A ceph-ansible CI job failure can be found at https://2.jenkins.ceph.com/job/ceph-ansible-prs-centos-non_container-all_daemons/3152/artifact/logs/
Files
Updated by Neha Ojha over 2 years ago
- Project changed from RADOS to bluestore
- Assignee set to Gabriel BenHanokh
-7> 2021-09-01T18:56:10.603+0000 7fb3adc930c0 5 asok(0x556b697fc000) register_command bluestore allocator fragmentation recovery hook 0x556b6a624600 -6> 2021-09-01T18:56:10.605+0000 7fb3adc930c0 5 bluestore::NCB::reconstruct_allocations::memory_target=4294967296, bdev_size=26839351296 -5> 2021-09-01T18:56:10.605+0000 7fb3adc930c0 5 bluestore::NCB::reconstruct_allocations::init_add_free(0, 26839351296) -4> 2021-09-01T18:56:10.606+0000 7fb3adc930c0 5 bluestore::NCB::reconstruct_allocations::init_rm_free(0, 8192) -3> 2021-09-01T18:56:10.606+0000 7fb3adc930c0 5 bluestore::NCB::reconstruct_allocations::calling read_allocation_from_onodes() -2> 2021-09-01T18:56:10.609+0000 7fb3adc930c0 -1 bluestore::NCB::read_allocation_from_onodes::stray object #-1:3034e826:::osdmap.57:0# not owned by any collection -1> 2021-09-01T18:56:10.618+0000 7fb3adc930c0 -1 /home/jenkins-build/build/workspace/ceph-dev-build/ARCH/x86_64/AVAILABLE_ARCH/x86_64/AVAILABLE_DIST/centos8/DIST/centos8/MACHINE_SIZE/gigantic/release/17.0.0-7404-g9c213a0d/rpm/el8/BUILD/ceph-17.0.0-7404-g9c213a0d/src/os/bluestore/BlueStore.cc: In function 'int BlueStore::read_allocation_from_onodes(Allocator*, BlueStore::read_alloc_stats_t&)' thread 7fb3adc930c0 time 2021-09-01T18:56:10.611315+0000 /home/jenkins-build/build/workspace/ceph-dev-build/ARCH/x86_64/AVAILABLE_ARCH/x86_64/AVAILABLE_DIST/centos8/DIST/centos8/MACHINE_SIZE/gigantic/release/17.0.0-7404-g9c213a0d/rpm/el8/BUILD/ceph-17.0.0-7404-g9c213a0d/src/os/bluestore/BlueStore.cc: 17679: FAILED ceph_assert(collection_ref) ceph version 17.0.0-7404-g9c213a0d (9c213a0d08176f61a08275603cca2e8dcd86881e) quincy (dev) 1: (ceph::__ceph_assert_fail(char const*, char const*, int, char const*)+0x152) [0x556b66ff1ffe] 2: /usr/bin/ceph-osd(+0x5d021f) [0x556b66ff221f] 3: (BlueStore::read_allocation_from_onodes(Allocator*, BlueStore::read_alloc_stats_t&)+0x71e) [0x556b6763f69e] 4: (BlueStore::reconstruct_allocations(Allocator*, BlueStore::read_alloc_stats_t&)+0x22c) [0x556b67640adc] 5: (BlueStore::read_allocation_from_drive_on_startup()+0x192) [0x556b67641232] 6: (BlueStore::_init_alloc()+0xa01) [0x556b67642301] 7: (BlueStore::_open_db_and_around(bool, bool)+0x2f4) [0x556b6768a6f4] 8: (BlueStore::_mount()+0x1ae) [0x556b6768d46e] 9: (OSD::init()+0x3ba) [0x556b6712d5ba] 10: main() 11: __libc_start_main() 12: _start()
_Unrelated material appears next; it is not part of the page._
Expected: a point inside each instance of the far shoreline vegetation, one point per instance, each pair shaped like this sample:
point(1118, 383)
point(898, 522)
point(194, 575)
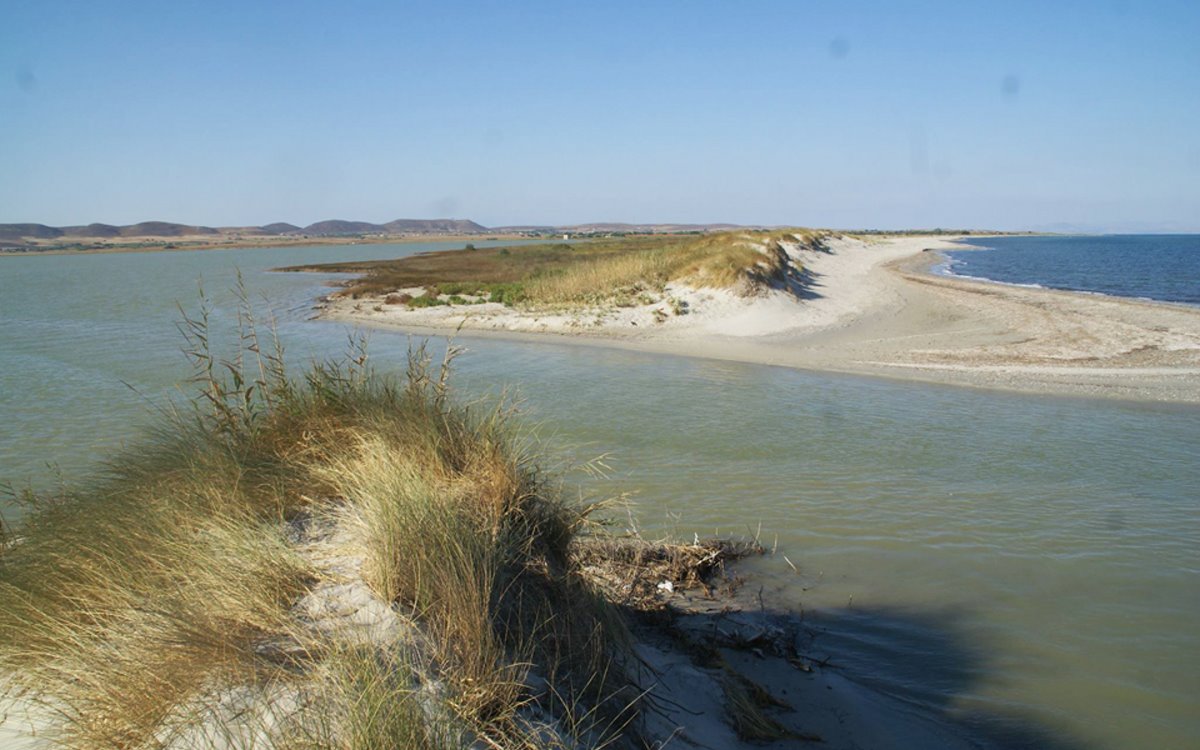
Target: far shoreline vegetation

Updated by Neha Ojha over 2 years ago
- Subject changed from some OSDs don't come back online after a reboot or segfault on restart to src/os/bluestore/BlueStore.cc: FAILED ceph_assert(collection_ref)
Updated by Guillaume Abrioux over 2 years ago
- Priority changed from Normal to High
increasing the priority since we hit this issue quite a lot in ceph-volume ci
Updated by Sebastian Wagner over 2 years ago
for SEO, this manifests itself as ceph-volume jenkins failures:
_____________ TestOSDs.test_all_osds_are_up_and_in[ansible://osd0] _____________ [gw1] linux -- Python 3.6.8 /tmp/tox.YMG46ctet9/centos8-bluestore-create/bin/python self = <tests.osd.test_osds.TestOSDs object at 0x7f9f97c93278> node = {'address': '192.168.3.100', 'cluster_address': '192.168.4.200', 'cluster_name': 'test', 'conf_path': '/etc/ceph/test.conf', ...} host = <testinfra.host.Host object at 0x7f9f97d4d0b8> def test_all_osds_are_up_and_in(self, node, host): cmd = "sudo ceph --cluster={cluster} --connect-timeout 5 --keyring /var/lib/ceph/bootstrap-osd/{cluster}.keyring -n client.bootstrap-osd osd tree -f json".format( # noqa E501 cluster=node["cluster_name"]) output = json.loads(host.check_output(cmd)) > assert node["num_osds"] == self._get_nb_up_osds_from_ids(node, output) E assert 3 == 2 E -3 E +2
Updated by Sebastian Wagner over 2 years ago
- Related to Bug #52138: os/bluestore/BlueStore.cc: FAILED ceph_assert(lcl_extnt_map[offset] == length) added
Updated by Neha Ojha over 2 years ago
- Status changed from New to Need More Info
Dimitri, are you able to reproduce this issue? We have merged several fixes in the area recently.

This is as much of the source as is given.